As diverse as the app's possibilities are, it does not replace the tangible material (Dienes cube you can touch) and that Talking about mathematics in the social space of the class. Krauthausen (2018, p. 215 ff.) points out that digital animations enhance the haptic experience add to, It cannot replace oral instruction. The same applies to oral work: communication about mathematics is essential and cannot be delegated (QuaMath 2024). However, the app can be used as a supplement, especially for independent practice and within the framework of research tasks (some ideas are included in the app).


literature

  • Barzel, B., Gasteiger, H., Greefrath, G., Maritzen, N., Nührenbörger, M. & Stanat, P. (2023). Further development of educational standards in mathematics for primary and lower secondary education. Communications of the Society for Didactics of Mathematicshttps://ojs.didaktik-der-mathematik.de/index.php/mgdm/article/view/1113
  • Bruner, JS. (1966). Toward a Theory of Instruction. Cambridge, MA: Harvard University Press.
  • Krauthausen, G. (2018). Introduction to Mathematics Didactics — Primary School (4th ed.). Berlin/Heidelberg: Springer Spektrum.
  • Padberg, F. & Benz, C. (2021). Didactics of Arithmetic — well-founded, versatile, practical (5th ed.). Berlin/Heidelberg: Springer Spektrum.

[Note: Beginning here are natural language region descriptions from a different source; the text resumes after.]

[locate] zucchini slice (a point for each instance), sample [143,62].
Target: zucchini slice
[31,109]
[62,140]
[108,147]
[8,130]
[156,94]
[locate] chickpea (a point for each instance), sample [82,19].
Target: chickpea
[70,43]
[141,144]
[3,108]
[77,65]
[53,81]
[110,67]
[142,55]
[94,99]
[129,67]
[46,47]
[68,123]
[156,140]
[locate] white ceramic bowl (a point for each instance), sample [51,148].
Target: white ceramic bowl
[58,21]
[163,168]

  • Preacher, S. (2024). „Mathematics doesn’t have to hurt.“ Article on the German School Portal. https://deutsches-schulportal.de/expertenstimmen/susanne-prediger-didaktik-mathematik-muss-nicht-wehtun/
  • Prediger, S. & Selter, C. (2014). Mathematics Education Update — Current Perspectives for Teaching and Learning Research and Teacher Educationhttps://wwwold.mathematik.tu-dortmund.de/prediger/veroeff/14-FuCo-Prediger-Selter.pdf
  • Schipper, W. (1983). Typical student errors in written subtraction of natural numbers. Bielefeld University. https://pub.uni-bielefeld.de/record/1775198
  • Schipper, W. (2009). Handbook for mathematics teaching in primary schools. Braunschweig: Schroedel.
  • Selter, C. (1995). On the fictitiousness of the 'zero hour' in early arithmetic instruction. Mathematical teaching practice, 16(2), 11–19.

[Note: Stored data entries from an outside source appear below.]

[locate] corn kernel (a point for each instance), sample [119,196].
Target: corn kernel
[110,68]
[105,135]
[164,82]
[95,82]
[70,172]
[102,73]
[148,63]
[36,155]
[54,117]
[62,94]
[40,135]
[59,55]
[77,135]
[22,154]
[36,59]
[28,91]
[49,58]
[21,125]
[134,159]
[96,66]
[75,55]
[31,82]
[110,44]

  • Selter, C., Prediger, S., Nührenbörger, M. & Hußmann, S. (eds.) (2014). Mastering Mathematics with Confidence — A Diagnostic and Support Concept for Securing Basic Mathematical Skills. Thematic module „Natural Numbers“. Berlin: Cornelsen.
  • Wartha, S. & Schulz, A. (2014). Preventing calculation problems (2nd ed.). Berlin: Cornelsen.
  • White, R. & Gunstone, R. (1992). Probing Understanding. London: Falmer Press.
  • Wittmann, E. Ch. & Müller, GN. (1990 ff.). Handbook of Productive Arithmetic Exercises, Volumes 1 and 2. Stuttgart: Klett.